Saturday, November 17, 2007

Bakery Baby

We had to warm up from the bone-chilling November air, so we stopped in the Upper Crust Bakery for some chicken soup and coffee.

At the table near us was a gathering of moms with their 1-year-old babies. Like all infants, they were spellbound by the sight of each other. One little guy looked so well bundled and contented that I guessed he would hold still for a while.

I brought out the ink-filled Kuretake water brushes, which are nice in places like this where you don’t want to set up a whole watercolor kit. The darker one is filled with pure Waterman brown ink. It’s a little too red for my liking. Does anyone have a recommendation for some bottled ink that runs closer to sepia or raw umber? Also, has anyone found a web source for these? I got them in the Pearl Paint store in New Jersey.


Anonymous said...

Hello Mr Gurney,
I have been reading your Blog now for a couple of months after admiring you past artwork on a couple of paperback books I have and find your site very interesting and informative. I note your comments about the brown inks and I wonder if you have tried Windsor & Newton inks, or Daler-Rowney's? Their websites are

and another site I found seems interesting for inks is

However, if you cannot get the shade you want,and if you fancy making your own inks this page is very interesting!

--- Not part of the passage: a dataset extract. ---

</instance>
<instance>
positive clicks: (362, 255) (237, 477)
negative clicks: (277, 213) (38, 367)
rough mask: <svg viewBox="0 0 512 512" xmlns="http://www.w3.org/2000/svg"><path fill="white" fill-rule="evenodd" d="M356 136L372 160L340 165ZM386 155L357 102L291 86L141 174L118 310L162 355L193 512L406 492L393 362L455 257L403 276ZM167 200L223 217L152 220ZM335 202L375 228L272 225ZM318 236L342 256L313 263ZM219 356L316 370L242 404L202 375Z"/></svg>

Keep up the good work and postings!
Kindest regards
Michelle (from the UK)

Anonymous said...

Mr. Gurney, I, too, have recently discovered your blog and am enjoying it so much.

There is a very nice warm sepia ink called "Bister" which is made in Germany. You can order it from Kremer Pigments in New York.

Thank you for posting!
Becky (USA)

Anonymous said...

I've had success mixing red and brown inks.

For a quick, very portable ink and wash kit, I use a Sakura Pigma Micron (sepia or brown) and a Tombow brush marker (#942 - only the lightest shades work, the rest are too saturated).

I can draw with the Micron and wash over with the Tombow without bleeding. The Micron tip doesn't give much variation in line weight, but you can carry several sizes.

Horray for the lost art of ink and wash drawing!

Michael Dooney said...

lots of companies seem to be making the water brushes these days. Here's a link to some similar to yours
I've got some that came as a set with small, medium and flat brushes and they are remarkably cheap.
Haven't tried filling them with colored ink though, thats a good idea.
As far as brown ink goes," Higgins Sepia Calligraphy" is a nice brown but it isn't waterproof, I use it in my fountain pen.

J Gilpin said...

Hi JG,

If you are looking for the brushpens online - (

I guess the Waterman inks are not waterproof, so you can dilute with water? Why not use watercolor paint (in solution) - is it a matter of drying time? When I use Sumi ink washs you can't go back and feather the hard I thnk I will switch to WC washes (which can be reworked).

How do you load the brushpens? By submerging the open end in the ink after squeeazing the air out?

Have you thought about a new edition of the sketching on location book? Seems your methods have changed since the eighties.

Thanks for sharing your road stories!

jeff said...

Hello Mr. Gurney,
Have you tried Walnut Drawing Ink?
It's made in Cambridge MA.
You can get it at Cheap Joes

It is a very good brown ink that is light fast and very nice Burnt Umbra tone.

jeff said...

You can also get online at Utrecht.

10oz for $17.49 which is a lot of ink.

This is the best ink I have ever used. It was developed by a art instructor from the Boston Museum School about 12 years ago.

jeff said...


Rob Fullmer said...

It took me forever to find water brush pens. I finally got mine while on a trip to England, but last week I saw some in Michael's craft store for those of us here in the states.

I've been using it for my Cotman box, but I love the idea of filling it with ink.

Loving the blog, Keep it up!

Anonymous said...

Pelikan makes a nice brown ink (I believe simply called "brown") that is very close to sepia, if not with slightly more gray. I have a bottle that I absolutely love. The only problem is that the bottle is over twenty years old, and Pelikan may have well changed their formula since its manufacture. Alas.